The program evaded security software and infected computers using the Windows operating system and Microsoft Word. On March 26, the Melissa program appeared on thousands of e-mail systems disguised as an important message from a colleague or friend. The program sent an infected e-mail to the first 50 e-mail addresses on the users’ Outlook address book. Each infected computer would infect 50 additional computers, which in turn would infect another 50 computers. The program spread rapidly and exponentially, causing considerable damage. Many companies had to disconnect from the Internet or shut down their e-mail gateways because of the vast amount of e-mail the program was generating. The program caused more than $400 million in damages.
q. Microsoft filed a lawsuit against two Texas firms that produced software that sent incessant pop-ups resembling system warnings. The messages stated “CRITICAL ERROR MESSAGE! REGISTRY DAMAGED AND CORRUPTED” and instructed users to visit a website to download Registry Cleaner XP at a cost of $39.95.
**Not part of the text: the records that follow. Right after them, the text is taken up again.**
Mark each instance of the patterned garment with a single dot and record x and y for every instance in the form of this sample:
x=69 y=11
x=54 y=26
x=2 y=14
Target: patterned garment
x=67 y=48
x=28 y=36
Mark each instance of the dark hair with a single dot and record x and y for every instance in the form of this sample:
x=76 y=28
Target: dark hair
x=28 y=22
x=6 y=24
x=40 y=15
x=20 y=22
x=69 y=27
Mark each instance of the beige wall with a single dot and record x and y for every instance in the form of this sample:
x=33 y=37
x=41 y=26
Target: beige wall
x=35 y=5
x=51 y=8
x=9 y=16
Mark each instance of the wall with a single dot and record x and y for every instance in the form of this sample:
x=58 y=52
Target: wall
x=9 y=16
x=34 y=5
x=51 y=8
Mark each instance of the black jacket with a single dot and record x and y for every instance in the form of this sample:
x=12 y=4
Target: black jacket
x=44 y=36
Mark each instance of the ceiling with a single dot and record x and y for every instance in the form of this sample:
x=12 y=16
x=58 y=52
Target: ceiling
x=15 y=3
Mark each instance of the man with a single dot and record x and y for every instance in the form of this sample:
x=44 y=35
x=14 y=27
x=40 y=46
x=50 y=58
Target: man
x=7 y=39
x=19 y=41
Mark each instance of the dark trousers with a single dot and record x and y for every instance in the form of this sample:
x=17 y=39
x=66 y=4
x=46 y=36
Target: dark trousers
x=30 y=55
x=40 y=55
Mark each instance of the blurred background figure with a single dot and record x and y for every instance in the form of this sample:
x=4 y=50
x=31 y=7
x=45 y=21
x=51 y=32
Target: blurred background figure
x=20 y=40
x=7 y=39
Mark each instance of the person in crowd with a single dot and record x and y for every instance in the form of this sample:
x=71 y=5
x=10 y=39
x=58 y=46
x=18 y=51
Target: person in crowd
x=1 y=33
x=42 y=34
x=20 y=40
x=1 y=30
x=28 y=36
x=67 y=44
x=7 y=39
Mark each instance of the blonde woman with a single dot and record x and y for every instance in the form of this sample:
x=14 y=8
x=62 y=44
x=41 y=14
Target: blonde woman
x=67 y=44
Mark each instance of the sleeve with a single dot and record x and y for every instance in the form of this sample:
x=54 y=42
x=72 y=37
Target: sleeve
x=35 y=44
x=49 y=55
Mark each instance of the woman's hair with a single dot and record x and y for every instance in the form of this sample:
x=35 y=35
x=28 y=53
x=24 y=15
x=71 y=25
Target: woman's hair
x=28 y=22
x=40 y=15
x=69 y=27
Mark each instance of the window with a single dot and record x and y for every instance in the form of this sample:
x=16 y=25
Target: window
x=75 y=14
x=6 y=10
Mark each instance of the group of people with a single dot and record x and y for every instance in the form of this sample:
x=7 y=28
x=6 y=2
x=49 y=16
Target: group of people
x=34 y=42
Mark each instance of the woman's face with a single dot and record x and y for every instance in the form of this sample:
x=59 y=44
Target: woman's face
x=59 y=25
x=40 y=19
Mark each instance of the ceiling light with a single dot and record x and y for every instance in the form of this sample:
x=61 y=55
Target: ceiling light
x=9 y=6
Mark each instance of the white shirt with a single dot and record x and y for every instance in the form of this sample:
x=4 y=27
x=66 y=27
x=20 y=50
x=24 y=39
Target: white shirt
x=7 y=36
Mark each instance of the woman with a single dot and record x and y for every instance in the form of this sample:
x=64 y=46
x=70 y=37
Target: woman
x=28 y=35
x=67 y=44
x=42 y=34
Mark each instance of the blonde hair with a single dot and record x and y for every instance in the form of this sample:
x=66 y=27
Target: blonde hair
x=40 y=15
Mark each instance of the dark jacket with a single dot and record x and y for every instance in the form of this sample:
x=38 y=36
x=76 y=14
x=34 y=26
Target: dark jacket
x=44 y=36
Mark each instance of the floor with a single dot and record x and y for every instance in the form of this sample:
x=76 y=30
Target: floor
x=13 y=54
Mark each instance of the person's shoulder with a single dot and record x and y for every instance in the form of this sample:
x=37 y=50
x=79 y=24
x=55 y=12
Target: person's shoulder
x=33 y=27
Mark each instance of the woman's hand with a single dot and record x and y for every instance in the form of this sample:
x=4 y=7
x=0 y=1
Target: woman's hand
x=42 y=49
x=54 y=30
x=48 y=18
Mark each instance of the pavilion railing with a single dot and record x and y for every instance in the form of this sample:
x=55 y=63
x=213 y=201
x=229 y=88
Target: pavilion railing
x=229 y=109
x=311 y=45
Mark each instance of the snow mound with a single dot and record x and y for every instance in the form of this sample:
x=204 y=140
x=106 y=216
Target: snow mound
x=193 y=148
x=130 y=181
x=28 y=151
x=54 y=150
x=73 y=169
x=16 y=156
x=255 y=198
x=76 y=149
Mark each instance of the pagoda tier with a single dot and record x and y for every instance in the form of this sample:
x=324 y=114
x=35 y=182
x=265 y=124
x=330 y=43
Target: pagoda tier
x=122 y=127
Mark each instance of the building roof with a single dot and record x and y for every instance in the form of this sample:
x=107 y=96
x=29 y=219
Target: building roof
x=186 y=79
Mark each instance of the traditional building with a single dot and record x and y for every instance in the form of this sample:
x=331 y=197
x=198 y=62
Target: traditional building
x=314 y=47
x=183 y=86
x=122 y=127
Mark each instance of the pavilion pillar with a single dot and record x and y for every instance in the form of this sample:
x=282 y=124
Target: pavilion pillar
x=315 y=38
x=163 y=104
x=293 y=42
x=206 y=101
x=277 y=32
r. As many as 114,000 websites were tricked into running database commands that installed malicious HTML code redirecting victims to a malicious web server that tried to install software to remotely control the web visitors’ computers.
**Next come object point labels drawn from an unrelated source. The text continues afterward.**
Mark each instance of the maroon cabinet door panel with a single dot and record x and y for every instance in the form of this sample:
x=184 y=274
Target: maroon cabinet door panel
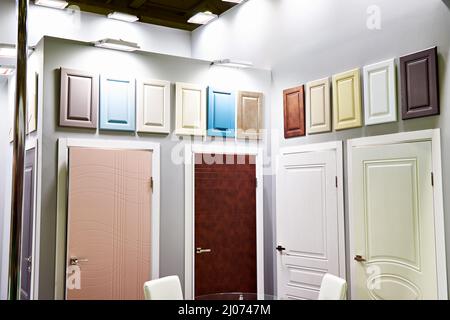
x=419 y=84
x=225 y=223
x=294 y=112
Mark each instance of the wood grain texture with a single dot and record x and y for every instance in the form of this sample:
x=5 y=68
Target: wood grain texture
x=294 y=112
x=347 y=100
x=318 y=106
x=249 y=115
x=109 y=222
x=79 y=99
x=225 y=222
x=420 y=84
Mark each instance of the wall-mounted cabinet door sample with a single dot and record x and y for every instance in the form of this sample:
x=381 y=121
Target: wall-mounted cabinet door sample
x=392 y=229
x=318 y=113
x=153 y=106
x=221 y=113
x=117 y=104
x=294 y=112
x=79 y=99
x=190 y=109
x=347 y=100
x=380 y=99
x=419 y=84
x=307 y=223
x=249 y=115
x=109 y=223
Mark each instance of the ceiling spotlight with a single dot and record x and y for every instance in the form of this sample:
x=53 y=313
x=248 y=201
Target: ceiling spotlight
x=117 y=45
x=123 y=17
x=56 y=4
x=203 y=17
x=232 y=63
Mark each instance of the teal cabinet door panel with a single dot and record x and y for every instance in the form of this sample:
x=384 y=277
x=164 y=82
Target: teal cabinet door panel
x=221 y=113
x=117 y=104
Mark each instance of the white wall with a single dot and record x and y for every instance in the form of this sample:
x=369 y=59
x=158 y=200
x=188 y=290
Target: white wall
x=304 y=40
x=91 y=27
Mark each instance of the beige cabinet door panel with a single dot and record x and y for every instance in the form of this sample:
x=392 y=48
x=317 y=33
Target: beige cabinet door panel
x=190 y=109
x=347 y=100
x=249 y=115
x=392 y=231
x=318 y=113
x=153 y=106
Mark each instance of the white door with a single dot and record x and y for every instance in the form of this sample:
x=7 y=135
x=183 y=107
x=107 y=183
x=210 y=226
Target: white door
x=309 y=222
x=392 y=232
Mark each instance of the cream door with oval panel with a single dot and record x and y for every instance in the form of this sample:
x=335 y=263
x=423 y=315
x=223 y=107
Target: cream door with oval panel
x=190 y=109
x=153 y=106
x=310 y=227
x=392 y=222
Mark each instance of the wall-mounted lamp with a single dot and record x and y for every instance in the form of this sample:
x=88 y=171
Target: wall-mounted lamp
x=120 y=45
x=123 y=17
x=232 y=63
x=203 y=17
x=55 y=4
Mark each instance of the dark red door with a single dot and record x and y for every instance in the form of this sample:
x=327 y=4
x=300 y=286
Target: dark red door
x=225 y=224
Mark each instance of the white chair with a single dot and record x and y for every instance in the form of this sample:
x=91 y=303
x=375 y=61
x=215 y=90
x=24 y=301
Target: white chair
x=333 y=288
x=168 y=288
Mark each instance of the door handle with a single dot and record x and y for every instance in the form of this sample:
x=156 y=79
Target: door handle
x=74 y=261
x=201 y=250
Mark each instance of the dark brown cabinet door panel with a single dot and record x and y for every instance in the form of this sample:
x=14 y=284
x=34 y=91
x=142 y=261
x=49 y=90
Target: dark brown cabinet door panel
x=294 y=112
x=419 y=84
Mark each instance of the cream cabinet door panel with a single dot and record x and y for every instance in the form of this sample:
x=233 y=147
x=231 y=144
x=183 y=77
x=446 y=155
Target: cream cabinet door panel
x=347 y=100
x=392 y=222
x=153 y=106
x=309 y=222
x=190 y=109
x=318 y=113
x=380 y=100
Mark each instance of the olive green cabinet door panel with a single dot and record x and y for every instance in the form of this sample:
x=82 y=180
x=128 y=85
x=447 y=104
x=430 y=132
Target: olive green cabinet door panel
x=347 y=100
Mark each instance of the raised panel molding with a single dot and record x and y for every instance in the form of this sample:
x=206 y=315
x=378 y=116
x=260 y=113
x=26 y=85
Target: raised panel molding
x=347 y=100
x=117 y=104
x=294 y=112
x=190 y=109
x=318 y=113
x=153 y=106
x=79 y=99
x=420 y=84
x=380 y=99
x=221 y=113
x=249 y=115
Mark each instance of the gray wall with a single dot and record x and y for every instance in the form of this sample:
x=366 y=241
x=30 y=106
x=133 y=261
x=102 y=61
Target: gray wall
x=307 y=40
x=63 y=53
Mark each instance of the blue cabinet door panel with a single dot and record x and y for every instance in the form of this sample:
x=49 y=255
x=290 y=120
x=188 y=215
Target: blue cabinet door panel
x=221 y=113
x=117 y=104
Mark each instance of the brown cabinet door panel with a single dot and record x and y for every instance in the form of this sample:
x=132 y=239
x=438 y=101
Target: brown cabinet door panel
x=419 y=84
x=294 y=112
x=225 y=222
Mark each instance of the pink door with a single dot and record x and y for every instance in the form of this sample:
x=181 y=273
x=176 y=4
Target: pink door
x=109 y=223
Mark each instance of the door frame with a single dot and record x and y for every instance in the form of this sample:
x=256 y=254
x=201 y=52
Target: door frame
x=189 y=208
x=433 y=136
x=62 y=201
x=311 y=148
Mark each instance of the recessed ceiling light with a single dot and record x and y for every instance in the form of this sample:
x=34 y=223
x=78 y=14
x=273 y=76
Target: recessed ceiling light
x=123 y=17
x=8 y=51
x=202 y=17
x=117 y=45
x=232 y=63
x=57 y=4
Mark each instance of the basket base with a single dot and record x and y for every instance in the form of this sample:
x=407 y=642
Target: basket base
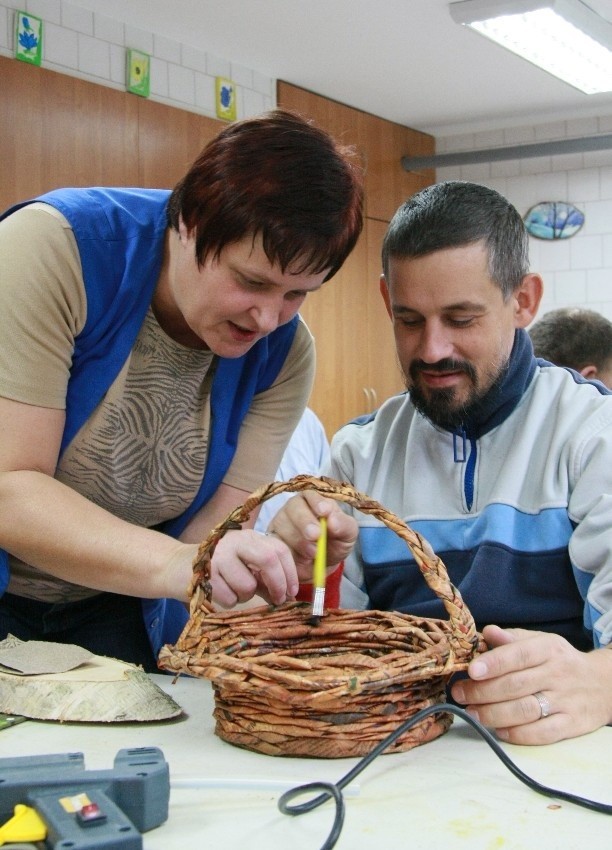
x=311 y=734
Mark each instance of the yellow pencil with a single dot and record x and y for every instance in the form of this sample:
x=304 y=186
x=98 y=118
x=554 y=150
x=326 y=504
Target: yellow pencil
x=319 y=571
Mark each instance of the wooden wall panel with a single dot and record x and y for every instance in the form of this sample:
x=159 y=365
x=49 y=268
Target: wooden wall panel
x=380 y=143
x=168 y=142
x=57 y=130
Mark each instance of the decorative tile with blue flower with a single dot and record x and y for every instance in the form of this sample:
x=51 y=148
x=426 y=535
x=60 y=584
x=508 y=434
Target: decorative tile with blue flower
x=137 y=72
x=28 y=38
x=225 y=99
x=553 y=220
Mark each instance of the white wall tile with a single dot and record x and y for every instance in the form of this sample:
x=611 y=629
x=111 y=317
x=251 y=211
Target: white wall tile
x=94 y=57
x=476 y=172
x=117 y=64
x=598 y=216
x=584 y=186
x=139 y=39
x=552 y=186
x=217 y=67
x=535 y=164
x=4 y=28
x=264 y=85
x=586 y=252
x=192 y=58
x=108 y=29
x=598 y=282
x=597 y=159
x=181 y=84
x=554 y=255
x=77 y=18
x=505 y=168
x=159 y=77
x=166 y=48
x=48 y=10
x=570 y=289
x=519 y=135
x=254 y=102
x=548 y=132
x=240 y=75
x=582 y=127
x=61 y=46
x=205 y=93
x=567 y=162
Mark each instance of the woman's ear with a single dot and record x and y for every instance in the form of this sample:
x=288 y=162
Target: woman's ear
x=384 y=291
x=528 y=297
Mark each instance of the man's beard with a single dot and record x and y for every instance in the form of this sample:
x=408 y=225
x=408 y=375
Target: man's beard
x=440 y=406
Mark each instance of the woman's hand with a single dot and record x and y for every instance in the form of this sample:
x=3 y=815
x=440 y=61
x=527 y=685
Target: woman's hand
x=535 y=688
x=297 y=524
x=248 y=563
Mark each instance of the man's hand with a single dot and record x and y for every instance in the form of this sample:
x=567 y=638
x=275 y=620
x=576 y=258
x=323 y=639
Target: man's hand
x=575 y=687
x=247 y=563
x=297 y=523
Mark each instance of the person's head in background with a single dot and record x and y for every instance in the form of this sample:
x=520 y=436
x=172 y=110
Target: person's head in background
x=578 y=338
x=457 y=286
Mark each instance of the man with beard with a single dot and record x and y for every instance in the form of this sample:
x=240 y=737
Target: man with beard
x=503 y=464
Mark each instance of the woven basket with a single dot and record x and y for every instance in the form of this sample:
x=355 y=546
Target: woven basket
x=283 y=686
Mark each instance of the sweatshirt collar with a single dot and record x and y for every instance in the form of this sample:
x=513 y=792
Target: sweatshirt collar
x=505 y=395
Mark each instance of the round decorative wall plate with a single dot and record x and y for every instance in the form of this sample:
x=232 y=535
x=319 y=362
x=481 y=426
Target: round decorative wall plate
x=553 y=220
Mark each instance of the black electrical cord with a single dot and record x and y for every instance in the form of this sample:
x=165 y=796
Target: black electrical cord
x=334 y=789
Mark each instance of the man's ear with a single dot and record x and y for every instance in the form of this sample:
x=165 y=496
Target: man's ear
x=589 y=372
x=384 y=291
x=527 y=298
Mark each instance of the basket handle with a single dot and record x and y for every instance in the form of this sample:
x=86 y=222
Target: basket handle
x=432 y=567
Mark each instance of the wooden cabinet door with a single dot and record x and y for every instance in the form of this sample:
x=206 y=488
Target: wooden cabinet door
x=388 y=185
x=384 y=377
x=337 y=318
x=57 y=130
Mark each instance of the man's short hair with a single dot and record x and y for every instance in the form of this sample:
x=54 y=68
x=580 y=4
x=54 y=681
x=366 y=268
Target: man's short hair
x=457 y=213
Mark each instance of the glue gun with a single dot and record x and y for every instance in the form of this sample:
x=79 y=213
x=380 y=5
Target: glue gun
x=93 y=809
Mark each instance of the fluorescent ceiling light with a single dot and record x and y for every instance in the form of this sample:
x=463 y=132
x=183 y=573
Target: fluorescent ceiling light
x=564 y=37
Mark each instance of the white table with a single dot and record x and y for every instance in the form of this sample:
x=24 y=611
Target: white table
x=451 y=793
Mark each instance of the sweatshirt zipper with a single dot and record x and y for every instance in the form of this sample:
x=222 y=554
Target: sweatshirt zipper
x=460 y=455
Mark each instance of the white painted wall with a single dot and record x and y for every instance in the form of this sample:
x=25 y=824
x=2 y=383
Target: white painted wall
x=92 y=46
x=576 y=271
s. Zeus records log-in information when the user of the infected computer logs into a list of target websites, mostly banks and other financial institutions. The user’s data is sent to a remote server where it is used and sold by cyber criminals. The new version of Zeus will significantly increase fraud losses, given that 30% of Internet users bank online.
t. It took Facebook 15 hours to kill a Facebook application that infected millions of PCs with software that displays a constant stream of pop-up ads. The program posted a “Sexiest Video Ever” message on Facebook walls that looked like it came from a friend. Clicking the link led to a Facebook installation screen, where users allowed the software to access their profiles and walls. Once approved, the application told users to download an updated, free version of a popular Windows video player. Instead, it inserted a program that displayed pop-up ads and links. A week later a “Distracting Beach Babes” message did the same thing.
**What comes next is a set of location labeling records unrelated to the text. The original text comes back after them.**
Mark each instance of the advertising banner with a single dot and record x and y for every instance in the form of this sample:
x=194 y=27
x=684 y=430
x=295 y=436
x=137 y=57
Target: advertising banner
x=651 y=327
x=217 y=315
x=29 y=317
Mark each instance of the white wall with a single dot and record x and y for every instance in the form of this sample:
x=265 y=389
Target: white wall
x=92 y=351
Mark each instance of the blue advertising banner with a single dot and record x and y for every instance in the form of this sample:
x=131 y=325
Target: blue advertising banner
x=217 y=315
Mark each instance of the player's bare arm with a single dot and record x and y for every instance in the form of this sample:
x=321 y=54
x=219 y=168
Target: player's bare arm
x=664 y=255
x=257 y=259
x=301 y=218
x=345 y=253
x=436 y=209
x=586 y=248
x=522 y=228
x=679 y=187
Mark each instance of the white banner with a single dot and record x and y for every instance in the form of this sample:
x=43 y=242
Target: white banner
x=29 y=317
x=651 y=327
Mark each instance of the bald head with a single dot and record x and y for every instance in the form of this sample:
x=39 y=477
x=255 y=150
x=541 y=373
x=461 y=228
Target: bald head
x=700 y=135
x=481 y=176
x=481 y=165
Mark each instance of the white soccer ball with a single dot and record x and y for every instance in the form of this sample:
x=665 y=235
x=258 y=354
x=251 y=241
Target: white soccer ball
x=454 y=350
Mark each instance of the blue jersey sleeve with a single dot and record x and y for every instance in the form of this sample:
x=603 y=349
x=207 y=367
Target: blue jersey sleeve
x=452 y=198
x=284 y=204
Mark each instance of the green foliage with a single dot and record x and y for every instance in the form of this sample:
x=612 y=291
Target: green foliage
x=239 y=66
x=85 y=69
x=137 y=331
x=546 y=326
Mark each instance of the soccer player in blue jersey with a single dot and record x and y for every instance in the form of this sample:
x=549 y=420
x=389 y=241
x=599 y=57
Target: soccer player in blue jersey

u. Robert Thousand, Jr. discovered he lost $400,000 from his Ameritrade retirement account shortly after he began receiving a flood of phone calls with a 30-second recording for a sex hotline. An FBI investigation revealed that the perpetrator obtained his Ameritrade account information, called Ameritrade to change his phone number, created several VoIP accounts, and used automated dialing tools to flood the dentist’s phones in case Ameritrade called his real number. The perpetrator requested multiple monetary transfers, but Ameritrade would not process them until they reached Thousand to verify them. When the transfers did not go through, the attacker called Ameritrade, gave information to verify that he was Thousand, claimed he had been having phone troubles, and told Ameritrade he was not happy that the transfers had not gone through. Ameritrade processed the transfers, and Thousand lost $400,000.
v. The Internet Crime Complaint Center reports a “hit man” scam. The scammer claims that he has been ordered to assassinate the victim and an associate has been ordered to kill a family member. The only way to prevent the killings is to send $800 so an Islamic expatriate can leave the United States.
w. In an economic stimulus scam, individuals receive a phone call from President Obama telling them to go to a website to apply for the funds. To receive the stimulus money, victims have to enter personal identification information, complete an online application, and pay a $28 fee.